Set-up time Good Once you know where to go, it’s pretty quick, but it was confusing. Adding additional sites would be easy.
Speed Average Not the fastest host out there, nor does it claim to be.
Cost Good A month’s worth of storage and bandwidth cost me $0.04!

Final Thoughts

NFS is one of, it not the, oldest PAYG hosts available. That age not only gives you piece of mind that they’ll still be around next year, but it also means they know what they’re doing. That comes across in the service, but it’s not for the faint of heart. I’m a tech-head and I found the set-up process more confusing and arduous than it needed to be.

The admin UI also lacks any attempt at polish, with everything split onto multiple separate pages and the options both confusingly labelled and unclear as to whether they’re on or off.

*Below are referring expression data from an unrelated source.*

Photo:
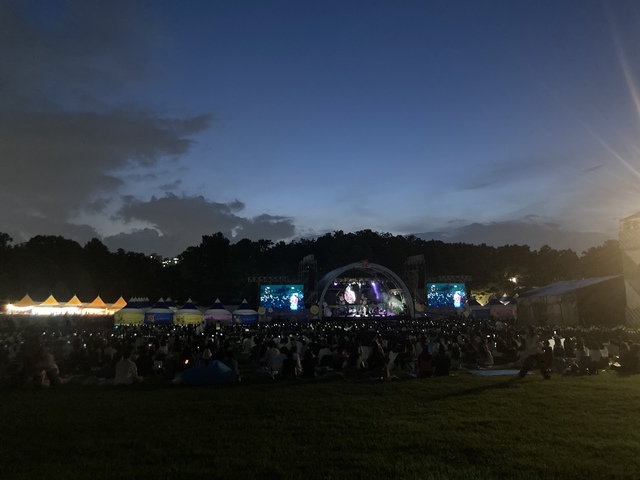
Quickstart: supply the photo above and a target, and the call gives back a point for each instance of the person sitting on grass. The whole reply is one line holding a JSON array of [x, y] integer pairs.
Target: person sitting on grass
[[485, 359], [309, 362], [377, 361], [126, 370], [230, 361], [425, 364], [291, 367], [441, 363]]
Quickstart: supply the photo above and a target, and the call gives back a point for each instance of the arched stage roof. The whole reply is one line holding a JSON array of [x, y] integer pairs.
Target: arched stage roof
[[370, 269]]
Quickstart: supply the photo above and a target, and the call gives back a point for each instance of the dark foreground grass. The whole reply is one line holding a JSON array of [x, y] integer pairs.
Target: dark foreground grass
[[464, 427]]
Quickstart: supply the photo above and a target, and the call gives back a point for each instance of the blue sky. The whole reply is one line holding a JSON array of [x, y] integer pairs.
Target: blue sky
[[149, 124]]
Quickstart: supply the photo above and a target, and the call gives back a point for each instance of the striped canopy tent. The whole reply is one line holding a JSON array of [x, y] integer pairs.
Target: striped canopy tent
[[189, 314], [120, 303], [49, 307], [130, 314], [171, 304], [73, 306], [160, 314], [218, 313], [97, 307], [23, 306], [244, 314]]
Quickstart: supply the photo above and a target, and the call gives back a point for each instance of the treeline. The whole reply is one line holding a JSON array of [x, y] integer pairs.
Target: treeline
[[218, 268]]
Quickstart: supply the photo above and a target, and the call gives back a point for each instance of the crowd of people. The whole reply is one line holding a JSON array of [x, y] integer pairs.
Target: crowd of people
[[370, 349]]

Once you get used to it the system is perfectly workable though and you can’t really argue with the cost. My site is small (<9MB) and I don’t get a lot of visits (around 55 in March) so those numbers will be vastly different if you’re popular. Given that it’d cost me at least a couple of bucks a month on normal shared hosting (with more features, granted), you can see the potential saving.

If you have a lot of small sites I’d definitely say it was worth a look, but be prepared for a bit of a learning curve.